Estaria José Leite Pereira a cumprir ordens do grupo? Ou a censura terá sido mesmo de sua autoria? Baseada numa ética do jornal que, em minha opinião, não deveria abranger os cronistas, que são responsáveis por aquilo que afirmam e assinam.

Mas isto vai dar que falar. A direcção de informação da SIC veio a terreiro defender o Mário Crespo com unhas e dentes. Cheira-me que temos um novo "Mouragate"...

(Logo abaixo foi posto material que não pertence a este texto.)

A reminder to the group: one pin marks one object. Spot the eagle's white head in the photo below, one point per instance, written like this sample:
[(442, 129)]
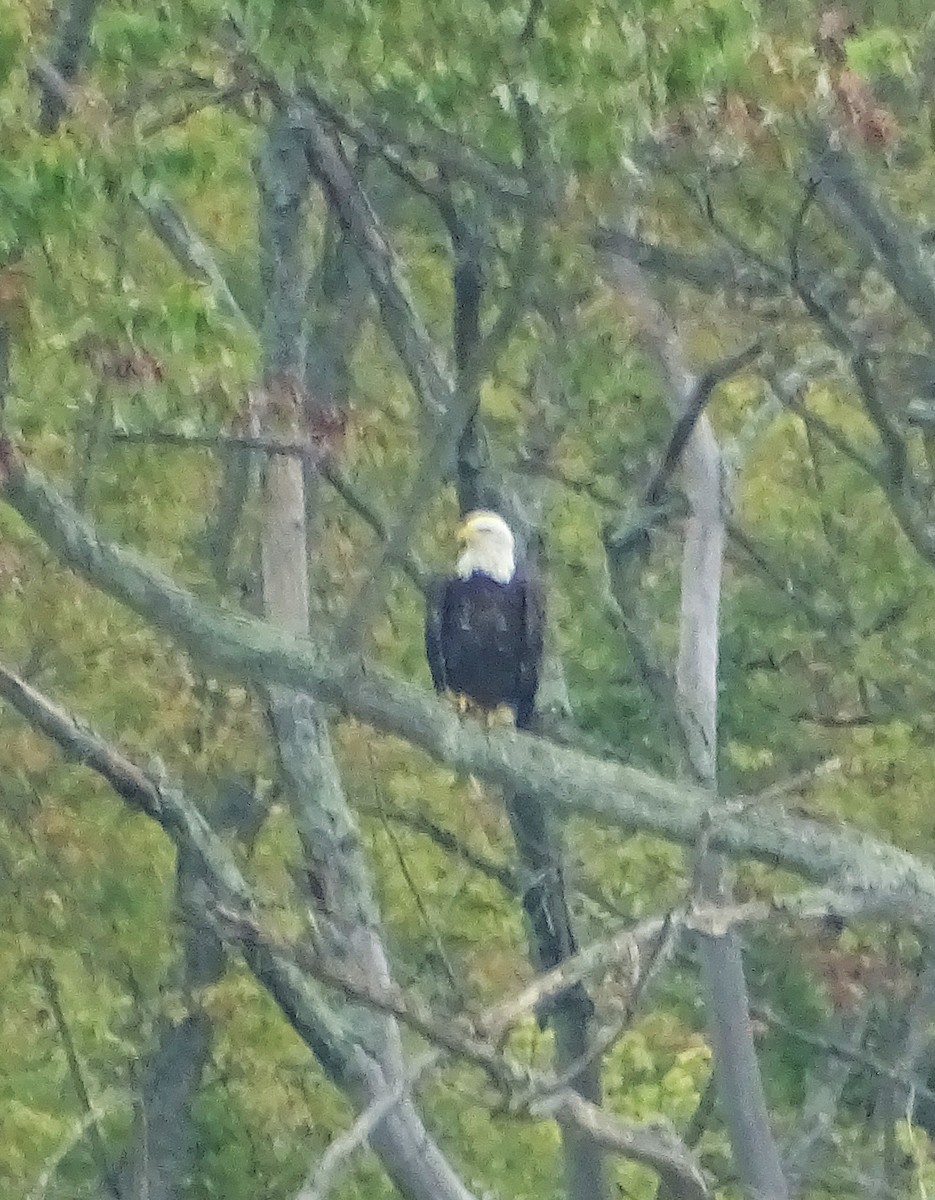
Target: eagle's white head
[(489, 546)]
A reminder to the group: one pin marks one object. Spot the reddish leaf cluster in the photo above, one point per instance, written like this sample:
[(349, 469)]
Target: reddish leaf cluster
[(113, 360)]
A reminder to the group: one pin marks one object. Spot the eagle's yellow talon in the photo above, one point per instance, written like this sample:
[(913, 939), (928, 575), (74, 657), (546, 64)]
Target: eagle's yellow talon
[(502, 717)]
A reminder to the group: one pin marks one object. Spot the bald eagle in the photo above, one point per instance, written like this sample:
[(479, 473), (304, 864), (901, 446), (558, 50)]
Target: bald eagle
[(484, 624)]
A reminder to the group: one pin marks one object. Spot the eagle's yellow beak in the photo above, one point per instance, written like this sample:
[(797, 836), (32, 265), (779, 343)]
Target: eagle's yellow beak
[(465, 531)]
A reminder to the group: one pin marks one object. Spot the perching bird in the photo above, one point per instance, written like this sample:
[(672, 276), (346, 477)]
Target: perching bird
[(484, 624)]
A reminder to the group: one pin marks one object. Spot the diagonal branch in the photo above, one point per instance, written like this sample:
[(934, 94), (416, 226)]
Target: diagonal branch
[(892, 880), (281, 966)]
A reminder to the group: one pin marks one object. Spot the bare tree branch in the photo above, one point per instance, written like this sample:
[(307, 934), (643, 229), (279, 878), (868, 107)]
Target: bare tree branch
[(569, 780)]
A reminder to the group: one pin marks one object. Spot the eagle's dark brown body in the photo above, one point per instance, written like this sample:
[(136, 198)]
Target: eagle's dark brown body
[(484, 640)]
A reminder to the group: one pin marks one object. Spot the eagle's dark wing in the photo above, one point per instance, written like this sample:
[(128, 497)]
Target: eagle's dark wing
[(529, 652), (436, 598)]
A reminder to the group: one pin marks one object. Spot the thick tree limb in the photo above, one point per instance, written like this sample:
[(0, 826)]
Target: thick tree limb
[(655, 1146), (281, 966), (894, 881)]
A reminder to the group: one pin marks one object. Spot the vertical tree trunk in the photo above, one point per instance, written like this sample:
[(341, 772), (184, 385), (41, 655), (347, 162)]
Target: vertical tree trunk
[(737, 1071), (347, 916)]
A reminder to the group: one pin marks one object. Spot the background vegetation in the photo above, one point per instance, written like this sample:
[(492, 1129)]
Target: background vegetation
[(763, 171)]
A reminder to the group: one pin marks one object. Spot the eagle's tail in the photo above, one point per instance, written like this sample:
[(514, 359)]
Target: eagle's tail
[(545, 904)]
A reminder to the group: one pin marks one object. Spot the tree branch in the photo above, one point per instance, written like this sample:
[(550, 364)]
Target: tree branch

Para complementar este já comprido comentário, pergunto: viu esta noite o "Prós e Contras"? Esteve lá Medina Carreira; mas os restantes interlocutores afinaram pelo mesmo diapasão. Já ninguém acredita nesta operação de cosmética política. Aguardemos o Conselho de Estado!!

Abraço
Jorge M.

Um abraço
Jorge M.

A. João Soares disse...

Caro Diogo,

Não sou consumidor de televisão, raramente a abro, mas a SIC Notícias é a que abro uma vez por outra sem motivo específico. Parece ser o canal de informação que mais faz pensar nas realidades. Nós precisamos de estar alertados para todas as formas de ver os problemas, a fim de criarmos a nossa opinião e, no momento de votar, sejamos capazes de o fazer com plena consciência e sentido das responsabilidades. É preciso que saibamos a competência com que são feitas previsões inseguras do défice que são apresentadas como oráculos divinos e que depois alguém nos diz que o seu aumento foi devidamente ponderado e decidido para melhorar a situação das famílias e das empresas!!!
Se assim foi, será de esperar que o façam crescer mais e mais para que as famílias e as empresas venham a ser muito mais felizes!!! Os portugueses merecem tais cuidados do Governo!!!

Um abraço
João

A. João Soares disse...

Caro Jorge M,

Parece que iremos correr esse risco de isto ir dar que falar. Lá vão os políticos andar mais uns tempos entretidos com estas tricas até ao próximo escândalo, sendo dispensados de pensar e agir nos problemas essenciais dos portugueses.
A vida nacional tem sido isto, focar a atenção do povo em coisas superficiais, desviando-lhe os pensamentos das grandes reformas necessárias. Isso é um maná para os políticos porque oculta a sua incapacidade de equacionar os grandes problemas nacionais e a incompetência de fazerem um diagnóstico da situação para a partir daí encontrarem a melhor terapia e deixarem de andar a fazer remendos pontuais.
E já nem é difícil fazer a síntese dos muitos esboços de diagnóstico e escolher uma das muitas hipóteses de solução. É pena que nem sequer saibam explorar essa riqueza de opiniões que têm sido publicadas.

Do estrangeiro vêm bons exemplos, mas por cá escolhemos sempre os menos bons, como o da Venezuela, quanto à Comunicação Social. Enquanto a China está progressivamente a caminhar para a democracia, nós parecemos estar a avanças no sentido contrário.